Clients are off the net all the time, for a large number of reasons. The relying party decisions are often time critical -- need to be made now, not 2 hrs from now when the router is fixed and the remote OCSP responder is visible again.
If a client is off the net, it is not going to be easy to validate a certificate on-line because only if the certificate is on the localCRL/OCSPcache the client will be sure of its status. Hopefully, most certificates being used should be valid. Therefore, they won't be present in the localCRL. The older the localCRL we are consulting the less reliable it becomes. There will be applications that will be able to manage perfectly with a delay of one day but others will need to validate the status of the certificate on real time.
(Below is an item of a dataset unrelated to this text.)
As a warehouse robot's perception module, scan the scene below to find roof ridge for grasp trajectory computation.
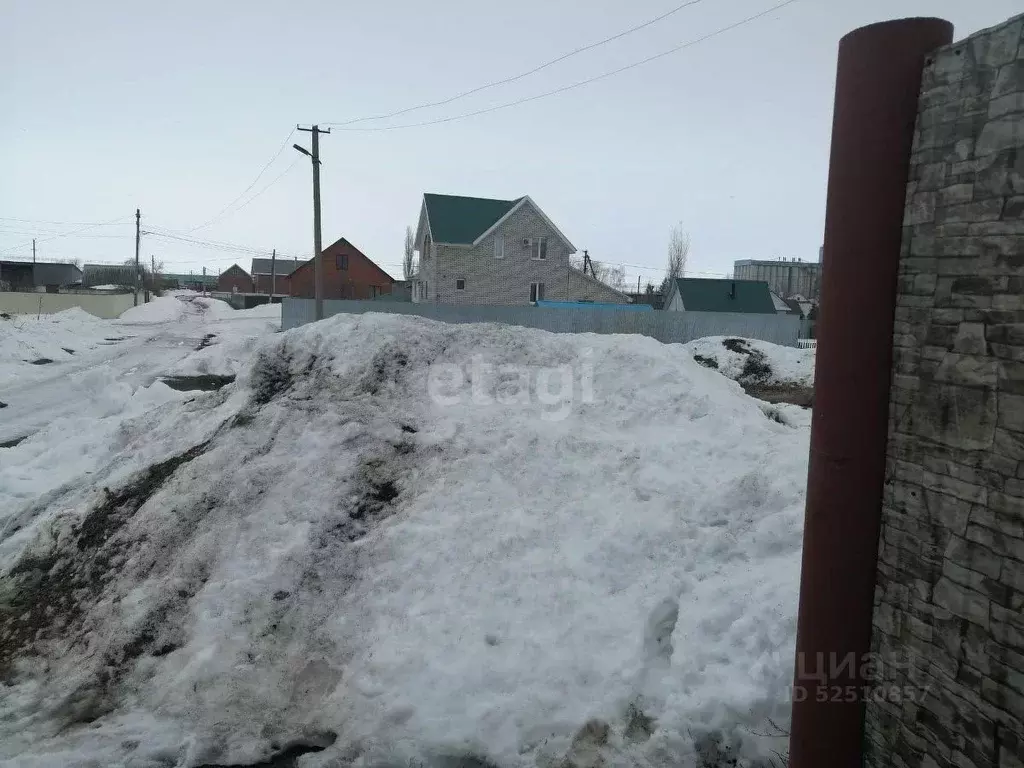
[423,193,520,203]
In order to do so, those application will be forced to connect to the net to do their OCSPrequest or read the lastCRL issued (which may have a long cautionaryPeriod).
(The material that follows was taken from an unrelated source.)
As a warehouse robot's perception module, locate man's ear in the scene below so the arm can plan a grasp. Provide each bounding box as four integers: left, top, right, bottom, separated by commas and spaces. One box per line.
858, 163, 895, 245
We have to agree on particular ways of dealing with unknown / unavailable OCSP responders (by "we" I mean the Grid community, relying parties and security folks) -- see other messages.
Given the fact that client's requirements may differ, maybe instead of defining a general behaviour, we should encourage clients to specify their validation requirements in the form of a policy. (what validation services to contact, in what order, what QoS to request...) Such policy should also include what to do when the client can not contact with the outside world. Consequently, we believe that the document should present the user the advantages/disadvantages of using OCSP/CRL. In other words, to define a set of use cases and let the user decide what suits him best.
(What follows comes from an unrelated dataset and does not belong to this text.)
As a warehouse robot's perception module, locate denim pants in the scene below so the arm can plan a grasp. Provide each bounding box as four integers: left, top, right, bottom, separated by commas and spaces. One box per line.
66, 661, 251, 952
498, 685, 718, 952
Therefore, we suggest two options:
Option 1: + Check client's OCSP local cache first. + Check local CRL. + Check remote OCSP Service.
Option 2: + Check client's OCSP local cache first. + Check remote OCSP Service. + Check local CRL.
Option2 may be more efficient than Option1 when CRLs are so large that it takes longer to check the CRL than querying the remote OCSP Service. Otherwise Option1 will be more efficient. Both options are fault-tolerant.
(2) These are not fault-tolerant from the point of view of the client!
Excuse me Mike, maybe I didn't pick the right word. What we meant is that the mechanism is fault-tolerant in the sense that if one validation source fails, the client can try to use the others. It is true that there will be cases when all the checks may fail but, as we mentioned earlier, the action to take will depend on the client's security policy. If you agree, we can develop a little bit more both options presenting the advantages and disadvantages of each in the form of an annex to the document. (4) About CRLReason types
As you mentioned here are the various revocation reasons in X.509/RFC 3280:
CRLReason ::= ENUMERATED { unspecified (0), keyCompromise (1), cACompromise (2), affiliationChanged (3), superseded (4), cessationOfOperation (5), certificateHold (6), removeFromCRL (8), privilegeWithdrawn (9), aACompromise (10) }
I don't understand all of these, and some of them may not have agreed upon meanings in fact :^), but the only one that can provide ambiguity in a CRL is the "certificateHold" or suspend - true or false?
We consider that in general this should be the only case unless the CA policy specifies other ones. This would involve modifying the OCSP policy.